Изменить размер шрифта - +
Нельзя прощать. На то я здесь поставлен, чтобы порядок был.

Вот, значит, какой пропуск в жизнь новую. Вернее, просто – в жизнь.

– Возьмёшь заточку, рядом с ним на нары ляжешь, на тебя он не подумает. А как он заснёт – пырнёшь… Хоть знаешь куда, чтобы наверняка? Пырнёшь и слиняешь по тихому.

– Я… Я не смогу.

– Все не могут. А потом – могут. Человека убить, что муху раздавить – раз и нету. Душа в человеке еле держится – толкни, сама вылетит. Не ты, так другой. Не жилец «Летун». Лучше ты его, чем «Фифа», через то ты жизнь получишь. А если «Фифа», то и тебя за «Летуном» в яму. Ничего ты изменить не сможешь, только сам себя приговоришь. Дело тебе толкую – жив будешь, и приятель твой лёгкую смерть примет. Ты подумай.

И ведь верно говорит – коли приговорили лётчика, – не жить ему. Хоть – так, хоть – так. Ну день, ну два, а потом его блатные всё одно достанут, не заточкой, так молотком по затылку. Скольких таких уже из барака утром выволакивали.

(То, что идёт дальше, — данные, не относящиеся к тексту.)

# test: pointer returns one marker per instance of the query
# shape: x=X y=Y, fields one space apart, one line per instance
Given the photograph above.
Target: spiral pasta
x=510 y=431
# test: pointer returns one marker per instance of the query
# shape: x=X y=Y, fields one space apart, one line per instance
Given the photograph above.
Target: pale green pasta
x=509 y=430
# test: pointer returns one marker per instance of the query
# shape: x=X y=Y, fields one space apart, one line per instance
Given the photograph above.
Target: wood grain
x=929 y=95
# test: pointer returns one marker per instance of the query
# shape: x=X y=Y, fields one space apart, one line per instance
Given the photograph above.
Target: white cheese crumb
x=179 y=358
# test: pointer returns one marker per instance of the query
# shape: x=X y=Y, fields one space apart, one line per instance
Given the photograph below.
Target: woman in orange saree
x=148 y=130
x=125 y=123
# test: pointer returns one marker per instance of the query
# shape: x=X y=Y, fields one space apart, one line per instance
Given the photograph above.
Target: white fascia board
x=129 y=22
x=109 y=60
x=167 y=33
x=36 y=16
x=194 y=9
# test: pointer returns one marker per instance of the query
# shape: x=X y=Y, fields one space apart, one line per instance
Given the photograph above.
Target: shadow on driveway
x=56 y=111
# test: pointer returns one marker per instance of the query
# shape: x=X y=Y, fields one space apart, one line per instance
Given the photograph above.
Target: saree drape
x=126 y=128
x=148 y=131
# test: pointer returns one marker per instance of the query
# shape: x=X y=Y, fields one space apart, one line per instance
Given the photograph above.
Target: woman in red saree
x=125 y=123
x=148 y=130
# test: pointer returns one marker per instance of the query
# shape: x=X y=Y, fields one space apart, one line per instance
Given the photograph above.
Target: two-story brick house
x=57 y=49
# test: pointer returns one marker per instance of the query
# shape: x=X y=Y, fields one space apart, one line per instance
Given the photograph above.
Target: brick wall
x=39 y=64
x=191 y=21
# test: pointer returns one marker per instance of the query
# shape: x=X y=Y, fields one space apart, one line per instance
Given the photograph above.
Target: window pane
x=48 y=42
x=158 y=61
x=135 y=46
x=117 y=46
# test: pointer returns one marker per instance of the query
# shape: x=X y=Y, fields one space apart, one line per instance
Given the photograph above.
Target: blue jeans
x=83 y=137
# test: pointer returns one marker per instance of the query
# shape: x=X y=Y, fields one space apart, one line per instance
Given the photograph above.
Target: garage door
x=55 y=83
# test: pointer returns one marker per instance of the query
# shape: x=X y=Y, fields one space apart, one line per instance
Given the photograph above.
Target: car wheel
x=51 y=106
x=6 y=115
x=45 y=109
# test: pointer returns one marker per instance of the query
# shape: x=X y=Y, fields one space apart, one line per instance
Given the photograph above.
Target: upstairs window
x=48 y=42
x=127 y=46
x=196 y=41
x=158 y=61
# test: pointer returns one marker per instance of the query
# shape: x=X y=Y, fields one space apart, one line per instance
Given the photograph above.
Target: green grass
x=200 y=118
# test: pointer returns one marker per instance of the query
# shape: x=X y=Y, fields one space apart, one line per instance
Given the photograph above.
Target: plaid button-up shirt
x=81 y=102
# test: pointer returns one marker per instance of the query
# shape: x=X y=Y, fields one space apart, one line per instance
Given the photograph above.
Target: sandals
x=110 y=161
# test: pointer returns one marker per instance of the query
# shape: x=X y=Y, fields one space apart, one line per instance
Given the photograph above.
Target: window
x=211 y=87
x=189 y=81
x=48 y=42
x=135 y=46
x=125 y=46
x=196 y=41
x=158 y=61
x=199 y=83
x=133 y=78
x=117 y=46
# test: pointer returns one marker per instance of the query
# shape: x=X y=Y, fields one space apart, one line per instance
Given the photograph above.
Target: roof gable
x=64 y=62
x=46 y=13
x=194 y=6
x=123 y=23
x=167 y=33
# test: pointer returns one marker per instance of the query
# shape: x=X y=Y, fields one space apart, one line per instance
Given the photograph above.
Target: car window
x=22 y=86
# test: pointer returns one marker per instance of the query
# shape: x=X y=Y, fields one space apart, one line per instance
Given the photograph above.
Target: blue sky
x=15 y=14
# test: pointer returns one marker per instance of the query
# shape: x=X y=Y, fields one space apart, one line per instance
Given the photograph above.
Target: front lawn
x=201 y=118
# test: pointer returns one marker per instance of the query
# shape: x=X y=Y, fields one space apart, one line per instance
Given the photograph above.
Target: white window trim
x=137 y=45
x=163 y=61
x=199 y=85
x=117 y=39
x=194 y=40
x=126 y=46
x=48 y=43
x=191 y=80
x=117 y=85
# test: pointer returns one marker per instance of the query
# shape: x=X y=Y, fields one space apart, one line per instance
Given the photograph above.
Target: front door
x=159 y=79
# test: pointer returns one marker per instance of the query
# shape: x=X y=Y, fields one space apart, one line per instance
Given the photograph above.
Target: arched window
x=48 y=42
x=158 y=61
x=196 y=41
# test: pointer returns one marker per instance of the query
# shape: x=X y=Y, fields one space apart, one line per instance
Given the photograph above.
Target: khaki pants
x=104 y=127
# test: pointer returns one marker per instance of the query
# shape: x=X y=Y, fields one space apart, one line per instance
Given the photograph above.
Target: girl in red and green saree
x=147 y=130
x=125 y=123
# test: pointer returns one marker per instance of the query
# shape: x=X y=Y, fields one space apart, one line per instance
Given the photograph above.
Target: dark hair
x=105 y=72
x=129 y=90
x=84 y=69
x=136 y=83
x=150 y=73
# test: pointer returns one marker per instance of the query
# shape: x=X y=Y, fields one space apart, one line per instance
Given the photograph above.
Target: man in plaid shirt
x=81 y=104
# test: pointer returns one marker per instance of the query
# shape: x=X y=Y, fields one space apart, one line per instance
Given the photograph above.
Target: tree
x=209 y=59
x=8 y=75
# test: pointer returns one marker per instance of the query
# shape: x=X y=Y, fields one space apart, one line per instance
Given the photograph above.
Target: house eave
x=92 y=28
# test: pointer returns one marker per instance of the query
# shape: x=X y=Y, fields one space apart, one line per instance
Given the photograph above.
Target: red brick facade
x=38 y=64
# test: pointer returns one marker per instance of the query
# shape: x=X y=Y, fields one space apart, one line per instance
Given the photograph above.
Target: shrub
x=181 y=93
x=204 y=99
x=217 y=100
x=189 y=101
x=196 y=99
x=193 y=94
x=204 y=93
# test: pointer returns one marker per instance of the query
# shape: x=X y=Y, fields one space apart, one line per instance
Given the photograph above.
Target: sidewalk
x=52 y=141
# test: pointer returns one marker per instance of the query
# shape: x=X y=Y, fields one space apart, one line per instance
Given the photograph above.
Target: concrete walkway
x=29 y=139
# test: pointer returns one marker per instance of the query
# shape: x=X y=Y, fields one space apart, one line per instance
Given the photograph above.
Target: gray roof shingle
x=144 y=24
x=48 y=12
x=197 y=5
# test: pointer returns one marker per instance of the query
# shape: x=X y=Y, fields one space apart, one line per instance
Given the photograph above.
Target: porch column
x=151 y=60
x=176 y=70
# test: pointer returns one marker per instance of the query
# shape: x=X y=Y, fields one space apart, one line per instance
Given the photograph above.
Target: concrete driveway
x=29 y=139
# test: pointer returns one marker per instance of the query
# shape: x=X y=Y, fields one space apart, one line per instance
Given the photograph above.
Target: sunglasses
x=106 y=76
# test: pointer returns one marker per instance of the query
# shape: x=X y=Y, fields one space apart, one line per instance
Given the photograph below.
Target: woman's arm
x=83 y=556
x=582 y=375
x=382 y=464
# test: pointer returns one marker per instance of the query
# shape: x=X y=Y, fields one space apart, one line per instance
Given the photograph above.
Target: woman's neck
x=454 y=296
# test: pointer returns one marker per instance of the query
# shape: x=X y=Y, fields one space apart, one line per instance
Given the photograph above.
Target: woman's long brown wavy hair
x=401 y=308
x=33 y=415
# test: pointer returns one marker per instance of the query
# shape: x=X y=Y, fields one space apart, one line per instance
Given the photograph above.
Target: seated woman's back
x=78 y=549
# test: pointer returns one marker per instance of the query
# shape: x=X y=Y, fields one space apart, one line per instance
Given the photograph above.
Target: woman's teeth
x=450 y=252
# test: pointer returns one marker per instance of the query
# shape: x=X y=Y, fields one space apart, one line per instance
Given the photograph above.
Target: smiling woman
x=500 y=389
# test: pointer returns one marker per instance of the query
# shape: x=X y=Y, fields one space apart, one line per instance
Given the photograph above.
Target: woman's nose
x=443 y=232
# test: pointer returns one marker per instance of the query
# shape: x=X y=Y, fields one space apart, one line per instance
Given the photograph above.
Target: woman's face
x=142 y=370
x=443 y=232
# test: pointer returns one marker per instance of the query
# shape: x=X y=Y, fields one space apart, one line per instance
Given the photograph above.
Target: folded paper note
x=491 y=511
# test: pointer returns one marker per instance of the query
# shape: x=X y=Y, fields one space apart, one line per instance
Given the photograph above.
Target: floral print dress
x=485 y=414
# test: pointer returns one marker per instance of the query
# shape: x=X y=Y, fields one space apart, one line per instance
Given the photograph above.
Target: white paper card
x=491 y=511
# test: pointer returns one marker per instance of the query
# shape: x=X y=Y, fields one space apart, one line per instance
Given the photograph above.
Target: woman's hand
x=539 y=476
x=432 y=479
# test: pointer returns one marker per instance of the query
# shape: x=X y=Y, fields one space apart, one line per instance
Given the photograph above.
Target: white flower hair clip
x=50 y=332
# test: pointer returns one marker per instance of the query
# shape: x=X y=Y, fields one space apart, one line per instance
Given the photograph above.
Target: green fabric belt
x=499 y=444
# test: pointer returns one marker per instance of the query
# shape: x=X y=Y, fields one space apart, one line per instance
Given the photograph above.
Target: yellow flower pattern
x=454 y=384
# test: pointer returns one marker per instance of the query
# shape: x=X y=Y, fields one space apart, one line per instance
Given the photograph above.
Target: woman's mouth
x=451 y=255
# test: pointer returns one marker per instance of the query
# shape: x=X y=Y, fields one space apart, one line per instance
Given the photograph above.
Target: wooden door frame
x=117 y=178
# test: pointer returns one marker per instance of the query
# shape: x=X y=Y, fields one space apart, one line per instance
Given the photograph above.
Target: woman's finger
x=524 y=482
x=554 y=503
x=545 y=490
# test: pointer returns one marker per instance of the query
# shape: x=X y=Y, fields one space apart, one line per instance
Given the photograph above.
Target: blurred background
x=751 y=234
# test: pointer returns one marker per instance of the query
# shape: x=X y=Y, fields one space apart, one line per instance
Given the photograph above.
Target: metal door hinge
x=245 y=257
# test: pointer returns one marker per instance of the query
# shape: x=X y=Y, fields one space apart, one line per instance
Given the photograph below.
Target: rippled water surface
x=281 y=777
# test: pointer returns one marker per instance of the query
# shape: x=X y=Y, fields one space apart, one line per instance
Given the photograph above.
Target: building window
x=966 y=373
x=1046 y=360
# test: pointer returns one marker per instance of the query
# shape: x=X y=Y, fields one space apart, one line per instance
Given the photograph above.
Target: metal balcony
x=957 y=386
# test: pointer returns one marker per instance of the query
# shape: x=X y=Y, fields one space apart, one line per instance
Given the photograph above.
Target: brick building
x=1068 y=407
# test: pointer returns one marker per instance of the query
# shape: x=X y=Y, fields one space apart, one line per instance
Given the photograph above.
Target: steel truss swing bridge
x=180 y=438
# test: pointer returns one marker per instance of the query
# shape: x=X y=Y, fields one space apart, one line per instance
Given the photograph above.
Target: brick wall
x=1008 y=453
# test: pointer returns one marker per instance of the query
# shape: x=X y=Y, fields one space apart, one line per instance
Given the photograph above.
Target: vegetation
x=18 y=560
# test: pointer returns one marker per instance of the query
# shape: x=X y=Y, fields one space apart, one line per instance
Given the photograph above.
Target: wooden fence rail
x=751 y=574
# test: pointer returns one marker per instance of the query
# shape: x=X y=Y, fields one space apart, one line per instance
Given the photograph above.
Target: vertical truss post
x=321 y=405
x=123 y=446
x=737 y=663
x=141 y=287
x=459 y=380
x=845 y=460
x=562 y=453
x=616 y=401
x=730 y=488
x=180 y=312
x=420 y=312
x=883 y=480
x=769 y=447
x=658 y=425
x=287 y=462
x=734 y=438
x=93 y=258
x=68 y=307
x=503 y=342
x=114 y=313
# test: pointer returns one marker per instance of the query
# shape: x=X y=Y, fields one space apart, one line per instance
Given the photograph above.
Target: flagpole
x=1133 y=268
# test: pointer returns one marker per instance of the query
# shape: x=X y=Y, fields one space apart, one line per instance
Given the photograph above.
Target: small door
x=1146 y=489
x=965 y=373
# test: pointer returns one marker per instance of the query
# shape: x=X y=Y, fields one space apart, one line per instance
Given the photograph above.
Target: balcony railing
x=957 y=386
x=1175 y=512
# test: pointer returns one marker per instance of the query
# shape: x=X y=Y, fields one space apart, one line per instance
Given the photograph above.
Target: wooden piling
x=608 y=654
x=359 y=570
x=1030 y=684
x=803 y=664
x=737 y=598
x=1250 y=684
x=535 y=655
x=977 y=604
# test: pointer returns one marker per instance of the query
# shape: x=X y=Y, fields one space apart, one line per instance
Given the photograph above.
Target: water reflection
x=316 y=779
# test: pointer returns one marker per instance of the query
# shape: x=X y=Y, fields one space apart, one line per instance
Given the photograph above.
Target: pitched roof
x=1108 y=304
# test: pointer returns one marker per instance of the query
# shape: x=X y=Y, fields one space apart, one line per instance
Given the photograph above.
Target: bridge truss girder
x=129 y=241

И никто не вступится, не полезет за него на перья. «Умри сегодня ты…»

Всё так… Но «Летун» и «Дед»… Встал ведь лётчик, и он рядом с ним. Оба они стояли. А теперь…

– Нет, не смогу я.

Поморщился «Сивый», не привык он, чтобы ему отказывали.

– Сдохнуть хочешь? А если не ты, а «Летун» – тебя, коли я ему предложу?

– Не согласится он.

– А ты знаешь? Жить все хотят… Иди, ты свой выбор сделал. Видеть тебя не хочу.

И всё, и занавеска упала, как занавес…

Утром с нар сволокли закоченевшее, прямое как доска, тело летчика, которого во сне пырнул заточкой неизвестный. В самое сердце…

Администрация провела расследование, но, как водится, ничего выяснить не смогла, потому что никто ничего не видел и не слышал, и даже те, что спали на нарах рядом с убитым. Труп лётчика сволокли за колючку и сбросили в глубокую яму, где рядами лежали припорошённые снегом мёртвые зэки…

 

* * *

 

– Фамилия, имя, отчество?

– Семёнов Илья Григорьевич.

– Звание, воинские специальности?

– Нет званий. Не служил. Гражданский я.

Странно, а этот то как сюда попал? Гражданский.

– Кем были до войны?

– Следователем уголовного розыска.

– А во время войны?

– И во время.

– Гражданский, значит… В кабинетах припухал, когда другие за тебя жизни на фронте клали?..

– В кабинетах… Но только зря вы так, гражданин начальник. Я десять лет на оперработе, я в банды ходил, пять ранений имею.

– Что? Ранения? Откуда, если ты…

– Оттуда, – кивнул в сторону бараков. – От уголовных элементов, которые не лучше, чем фашисты.

Задрал голову к потолку. И точно, поперек горла шрам тонкий, белый, как от бритвы.

– Что? Резали?

– Резали, да недорезали. Могу другие показать. У меня много меток от перьев и стволов имеется. Так что – не только на фронте…

– Что ты в бандах делал?

– Внедрялся, чтобы всех их по головам посчитать и «малины», схроны и лежбища вскрыть. Работа такая – под урку шарить, на дело с ними ходить, а после добычу дуванить и водку жрать.

– Так ты что, как натуральный бандит? И людей резал?

– Резал. Иначе кто бы мне поверил? Но я одного зарезал, зато десяток других спас, которых бы они жизни лишили.

– А коли распознали бы они тебя?

– Тогда плохо. Тогда смерть пришлось бы принять. Лютую. Дружка моего, Ваньку Ларионова, как раскрыли – три дня на куски резали – вначале кожу лоскутами снимали, потом пальцы рубили, потом глаза сигаретами выжигали…

Слушает «Кавторанг» – мурашки по коже.